There are two ways to get to the top of Pilatus. You can take a series of cable cars from Kriens or a cogwheel train from Alpnachstad. If you are using public transportation, it’s easier to go from Alpnachstad which is right next to the train station. However, the middle stations between Kriens and Pilatus Kulm have attractions for the kids, including a playground, rodelbahn and ropes course.
At the top, there is a big observation deck and a couple cafe/restaurants. Like most places, the food is outrageously priced but there are plenty of places to sit and picnic. At the minimum, I’d recommend bringing your own drinks unless you fancy paying 5CHF a pop.
Hike to Tomlishorn
There are a few hiking options, but the best for little kids is the walk “V” to Tomlishorn, which takes you to a much higher peak, giving you a view down on Pilatus. The trail is marked 40 mins one way; it took us about 50 mins walking pretty slow with our 4yr old. The first half of the trail is ok for strollers. But after the stairs, the trail gets super rocky and your stroller will not make it. So at that point, carry your kids or have them walk the rest of the way. It’s not a difficult or particularly long trail and the views are great. Small kids can do it with a little motivation. Our four year old did it just fine with only a little complaining.
My kids loved the signs describing the flowers, even if the flowers were all dead when we went.
Here come the stairs where you can’t take your stroller anymore.
Here are the stairs.
Almost to the end.
The view from Tomlishorn, I think it’s worth it. There is small fenced observation area with benches.

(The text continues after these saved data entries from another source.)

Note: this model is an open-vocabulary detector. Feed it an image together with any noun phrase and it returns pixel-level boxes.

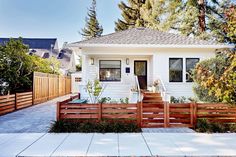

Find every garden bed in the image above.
[49,119,141,133]
[195,119,236,133]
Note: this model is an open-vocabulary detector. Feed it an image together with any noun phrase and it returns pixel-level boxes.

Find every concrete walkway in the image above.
[0,95,73,133]
[0,133,236,157]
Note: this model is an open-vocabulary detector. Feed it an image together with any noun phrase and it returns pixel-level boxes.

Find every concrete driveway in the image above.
[0,95,73,133]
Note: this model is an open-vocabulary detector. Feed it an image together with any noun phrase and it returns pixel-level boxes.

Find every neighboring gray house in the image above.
[0,38,73,74]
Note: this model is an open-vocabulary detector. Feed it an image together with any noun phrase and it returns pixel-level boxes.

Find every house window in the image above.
[99,60,121,82]
[186,58,200,82]
[42,52,50,58]
[169,58,183,82]
[75,77,82,82]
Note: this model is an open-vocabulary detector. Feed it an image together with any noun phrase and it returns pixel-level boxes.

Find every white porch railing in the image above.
[156,77,170,102]
[134,75,141,102]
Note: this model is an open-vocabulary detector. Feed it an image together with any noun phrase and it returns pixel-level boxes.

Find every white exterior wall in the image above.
[71,72,82,93]
[153,48,215,98]
[77,47,216,100]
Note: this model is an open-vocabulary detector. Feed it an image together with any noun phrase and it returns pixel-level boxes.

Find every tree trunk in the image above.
[198,0,206,33]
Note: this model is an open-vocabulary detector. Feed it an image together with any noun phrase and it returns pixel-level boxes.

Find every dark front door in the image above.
[134,61,147,89]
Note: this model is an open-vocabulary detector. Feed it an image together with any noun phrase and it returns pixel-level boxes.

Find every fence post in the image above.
[164,102,169,128]
[56,102,60,121]
[193,102,197,128]
[98,103,102,121]
[137,102,142,127]
[15,93,18,110]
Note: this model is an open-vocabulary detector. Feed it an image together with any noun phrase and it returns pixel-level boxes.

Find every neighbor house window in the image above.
[169,58,183,82]
[99,60,121,81]
[186,58,200,82]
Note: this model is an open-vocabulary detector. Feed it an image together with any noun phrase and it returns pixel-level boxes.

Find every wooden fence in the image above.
[57,97,236,128]
[0,92,33,116]
[33,72,71,104]
[0,72,72,116]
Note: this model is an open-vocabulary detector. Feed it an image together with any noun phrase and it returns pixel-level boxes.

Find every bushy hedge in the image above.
[195,119,236,133]
[49,119,141,133]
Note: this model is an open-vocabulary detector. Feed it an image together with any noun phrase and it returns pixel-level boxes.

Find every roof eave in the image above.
[67,43,233,49]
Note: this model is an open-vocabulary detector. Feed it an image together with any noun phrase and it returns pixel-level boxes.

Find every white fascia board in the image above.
[68,43,233,49]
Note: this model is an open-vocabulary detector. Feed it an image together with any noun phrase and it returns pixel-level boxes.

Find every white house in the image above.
[67,27,231,102]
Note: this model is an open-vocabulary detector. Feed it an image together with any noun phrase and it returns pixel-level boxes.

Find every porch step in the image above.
[142,92,163,104]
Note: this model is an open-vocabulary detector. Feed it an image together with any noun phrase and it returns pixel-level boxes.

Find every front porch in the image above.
[79,53,156,102]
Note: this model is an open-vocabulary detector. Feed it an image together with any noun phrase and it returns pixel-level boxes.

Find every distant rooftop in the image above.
[0,38,57,49]
[70,27,228,47]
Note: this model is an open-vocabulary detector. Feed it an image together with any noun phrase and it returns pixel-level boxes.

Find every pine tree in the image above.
[178,0,233,40]
[81,0,103,39]
[115,0,146,31]
[140,0,182,31]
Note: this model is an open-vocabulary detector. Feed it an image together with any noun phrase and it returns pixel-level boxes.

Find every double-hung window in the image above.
[186,58,200,82]
[99,60,121,81]
[169,58,183,82]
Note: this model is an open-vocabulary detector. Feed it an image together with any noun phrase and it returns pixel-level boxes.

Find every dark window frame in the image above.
[99,60,122,82]
[169,58,183,82]
[186,58,200,82]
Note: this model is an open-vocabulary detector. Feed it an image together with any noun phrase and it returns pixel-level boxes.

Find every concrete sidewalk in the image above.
[0,133,236,157]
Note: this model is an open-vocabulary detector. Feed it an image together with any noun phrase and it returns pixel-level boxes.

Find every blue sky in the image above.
[0,0,123,47]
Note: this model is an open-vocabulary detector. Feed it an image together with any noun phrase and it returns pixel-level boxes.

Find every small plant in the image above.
[195,119,236,133]
[49,119,141,133]
[85,79,106,103]
[98,97,111,104]
[170,96,197,103]
[120,97,129,104]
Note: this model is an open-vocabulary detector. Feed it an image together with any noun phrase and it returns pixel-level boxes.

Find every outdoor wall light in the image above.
[90,58,94,65]
[126,58,129,65]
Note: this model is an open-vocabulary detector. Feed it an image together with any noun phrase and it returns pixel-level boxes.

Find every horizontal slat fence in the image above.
[57,96,140,123]
[33,72,71,104]
[197,103,236,123]
[57,97,236,128]
[0,92,33,116]
[0,94,15,115]
[16,92,33,109]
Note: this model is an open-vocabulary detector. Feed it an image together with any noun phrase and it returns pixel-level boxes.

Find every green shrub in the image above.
[195,119,236,133]
[49,119,141,133]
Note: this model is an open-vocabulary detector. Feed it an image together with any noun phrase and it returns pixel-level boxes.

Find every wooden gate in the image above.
[141,102,195,128]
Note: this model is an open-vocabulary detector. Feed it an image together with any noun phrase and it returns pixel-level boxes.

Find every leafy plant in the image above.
[98,97,111,104]
[195,119,236,133]
[49,120,141,133]
[192,50,236,104]
[120,97,129,104]
[85,79,106,103]
[170,96,196,103]
[0,38,60,94]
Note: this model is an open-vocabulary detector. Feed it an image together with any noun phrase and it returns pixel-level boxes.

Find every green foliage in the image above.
[192,49,236,104]
[86,79,105,103]
[0,38,61,94]
[120,97,129,104]
[81,0,103,39]
[98,97,111,104]
[115,0,146,31]
[115,0,182,32]
[49,120,141,133]
[195,119,236,133]
[224,5,236,44]
[170,96,196,103]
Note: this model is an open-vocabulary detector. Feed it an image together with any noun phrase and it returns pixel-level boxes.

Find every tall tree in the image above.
[115,0,146,31]
[140,0,182,31]
[178,0,234,40]
[81,0,103,39]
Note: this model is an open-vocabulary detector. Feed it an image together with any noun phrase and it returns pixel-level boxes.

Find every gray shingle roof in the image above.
[0,38,57,49]
[72,27,223,46]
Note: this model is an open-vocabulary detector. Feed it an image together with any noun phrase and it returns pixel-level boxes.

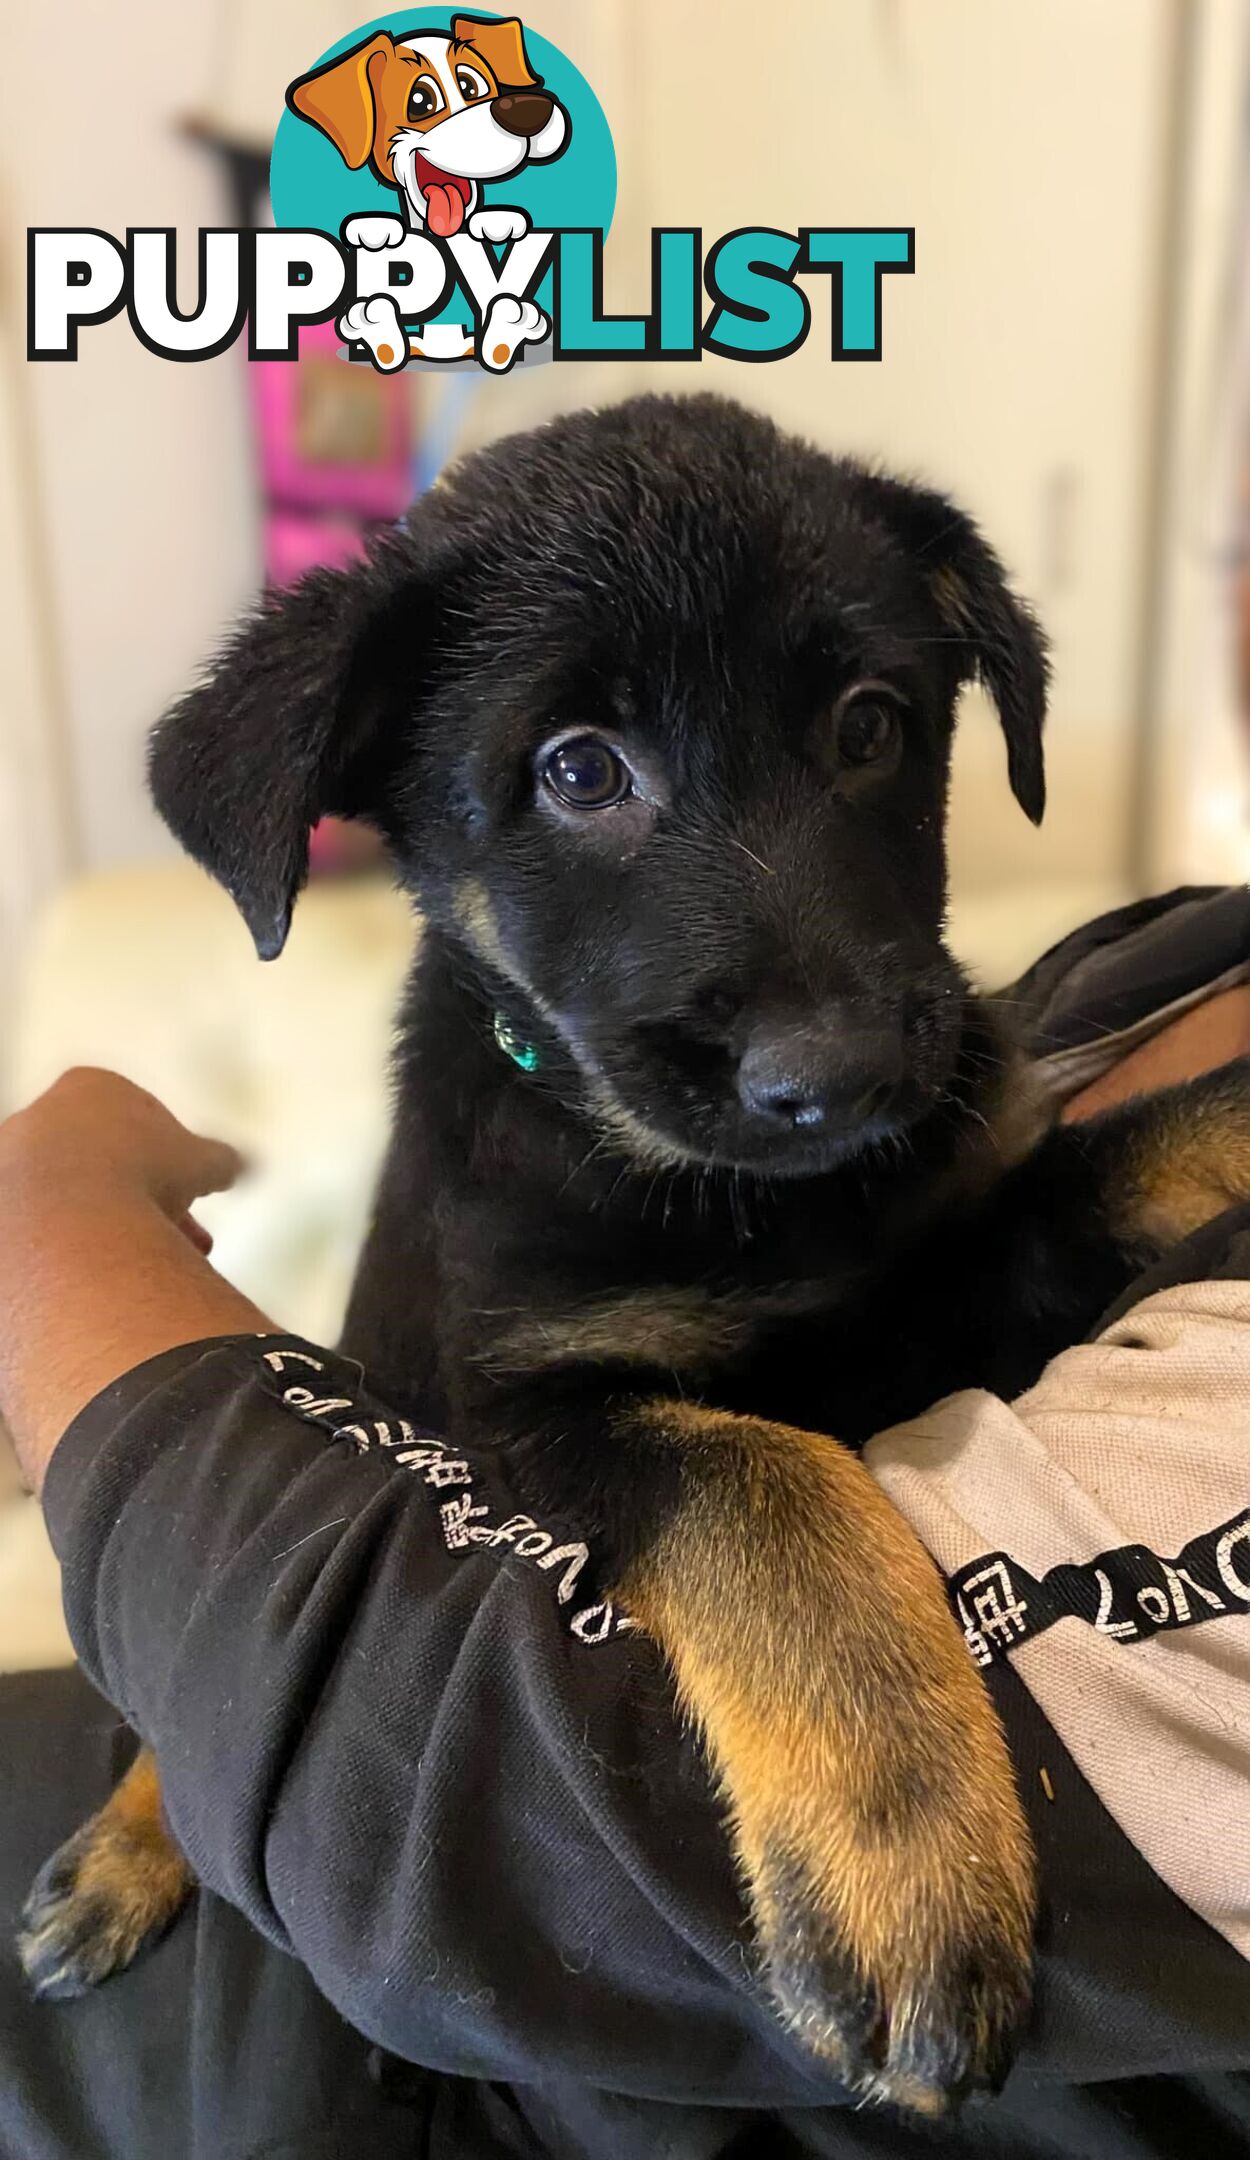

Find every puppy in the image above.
[22,396,1250,2112]
[290,15,569,372]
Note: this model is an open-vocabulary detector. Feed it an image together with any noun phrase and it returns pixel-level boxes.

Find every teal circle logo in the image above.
[270,11,614,364]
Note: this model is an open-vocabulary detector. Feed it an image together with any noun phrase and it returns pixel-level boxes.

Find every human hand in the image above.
[0,1070,266,1494]
[0,1067,242,1249]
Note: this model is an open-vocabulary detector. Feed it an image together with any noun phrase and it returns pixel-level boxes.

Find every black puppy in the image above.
[22,395,1250,2111]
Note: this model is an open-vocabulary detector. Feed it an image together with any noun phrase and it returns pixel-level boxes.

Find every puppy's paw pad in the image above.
[17,1820,191,2000]
[343,214,407,251]
[468,206,530,244]
[479,294,547,372]
[337,295,408,372]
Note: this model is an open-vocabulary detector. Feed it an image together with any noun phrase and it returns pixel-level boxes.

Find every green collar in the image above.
[493,1008,541,1075]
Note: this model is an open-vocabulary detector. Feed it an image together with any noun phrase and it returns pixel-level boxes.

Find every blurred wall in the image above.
[497,0,1183,919]
[0,0,1236,995]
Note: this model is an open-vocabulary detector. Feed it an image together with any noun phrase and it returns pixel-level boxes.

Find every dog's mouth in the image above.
[572,982,969,1179]
[414,153,474,237]
[586,1063,919,1180]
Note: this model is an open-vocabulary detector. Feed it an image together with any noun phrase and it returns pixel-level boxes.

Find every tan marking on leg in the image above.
[18,1749,192,1997]
[1113,1065,1250,1246]
[614,1399,1034,2109]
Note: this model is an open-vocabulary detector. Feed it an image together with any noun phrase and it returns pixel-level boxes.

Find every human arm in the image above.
[0,1068,264,1493]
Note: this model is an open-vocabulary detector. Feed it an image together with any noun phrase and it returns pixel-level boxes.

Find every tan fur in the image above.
[67,1750,188,1914]
[453,875,513,977]
[613,1399,1035,2108]
[18,1748,192,1993]
[1117,1089,1250,1247]
[477,1285,832,1377]
[583,1079,690,1170]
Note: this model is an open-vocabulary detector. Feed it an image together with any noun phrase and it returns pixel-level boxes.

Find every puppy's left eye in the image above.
[832,683,903,768]
[456,65,490,100]
[541,735,631,809]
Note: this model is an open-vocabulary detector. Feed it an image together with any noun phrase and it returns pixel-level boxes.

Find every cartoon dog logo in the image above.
[287,15,571,372]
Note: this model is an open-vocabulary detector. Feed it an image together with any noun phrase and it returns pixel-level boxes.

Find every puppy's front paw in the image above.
[751,1760,1034,2112]
[18,1758,192,1999]
[615,1400,1036,2110]
[343,214,407,251]
[468,206,531,244]
[479,294,548,373]
[337,294,408,373]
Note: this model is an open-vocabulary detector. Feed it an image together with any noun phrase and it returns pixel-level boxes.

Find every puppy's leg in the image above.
[608,1398,1034,2113]
[18,1747,192,1999]
[1092,1056,1250,1249]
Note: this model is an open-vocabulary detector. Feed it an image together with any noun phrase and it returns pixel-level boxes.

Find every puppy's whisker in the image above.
[557,1136,611,1198]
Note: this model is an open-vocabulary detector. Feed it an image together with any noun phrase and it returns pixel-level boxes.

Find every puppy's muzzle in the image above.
[492,91,555,137]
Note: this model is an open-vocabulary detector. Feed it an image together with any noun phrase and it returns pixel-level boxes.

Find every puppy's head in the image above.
[288,17,569,237]
[151,395,1046,1179]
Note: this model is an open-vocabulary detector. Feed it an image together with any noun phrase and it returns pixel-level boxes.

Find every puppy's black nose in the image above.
[492,91,554,137]
[737,1013,904,1132]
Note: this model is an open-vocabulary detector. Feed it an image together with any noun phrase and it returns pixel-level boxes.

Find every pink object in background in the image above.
[264,509,374,588]
[246,321,414,873]
[250,320,413,533]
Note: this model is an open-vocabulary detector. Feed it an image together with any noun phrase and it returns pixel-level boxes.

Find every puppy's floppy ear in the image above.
[452,15,541,89]
[287,32,394,171]
[862,475,1050,825]
[148,549,414,961]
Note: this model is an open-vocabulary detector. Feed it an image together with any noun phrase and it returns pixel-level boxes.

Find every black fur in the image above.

Hike down to middle station
If you’re feeling adventurous, your next option is to hike down steep switchbacks to the next gondola stop. I wouldn’t recommend it with kids, but just in case…
We selected trail 6a to Fraumüntegg, which was rated “anspruchsvoll”. Here’s where speaking German might have been helpful. I still don’t know the official definition of “anspruchsvoll”, but based on experience I’d say it means “if the scree doesn’t kill you, the boulders will”. OK, I’m being a little dramatic. The trail started fine, with steep but manageable rocky switchbacks down to a little white chapel. The view back up at the rocky ridgeline was amazing!
But then began seemingly everlasting 30 minutes of pure scree, which we slid down like we were walking on ice chips.
I was relieved when that ended until I realized that the trail had now become a narrow rock gully, where each step down was longer than my leg (ok, not every step, but enough of them) so my knees were being pounded like a drum. Two hours later, we were certain we had pulled every muscle in our legs and our hiking days might be finished for the season. We must be wimps because we saw plenty of people climbing up this trail – they must be crazy.
Another (more sensible) option is to take the gondola back down to the Fraumüntegg gondola stop, which seems to attract the most people. Here’s where the meadows start and continue all the way to the bottom. The views are still very nice and there are a couple typical restaurants, with playgrounds, to spend some time in. There’s also a summer tobaggon run, supposedly the longest in Switzerland. We were excited to do it, but the wait was long, the ride bumpy, and ultimately not near as fun as the shorter one we did in Fussen, Germany (by Neuschwanstein castle) which we rode over a dozen times. One of our crew even flipped their tobaggen on one of the curves. I’m not saying it can’t be fun; it was just a disappointment for us. For older children, there’s a Seilpark, aka “ropes course,” which looked like a lot of fun!
At the first stop for the gondola at Krienseregg, there is this enormous playground and restaurant. I haven’t been yet, but my kids were begging to go.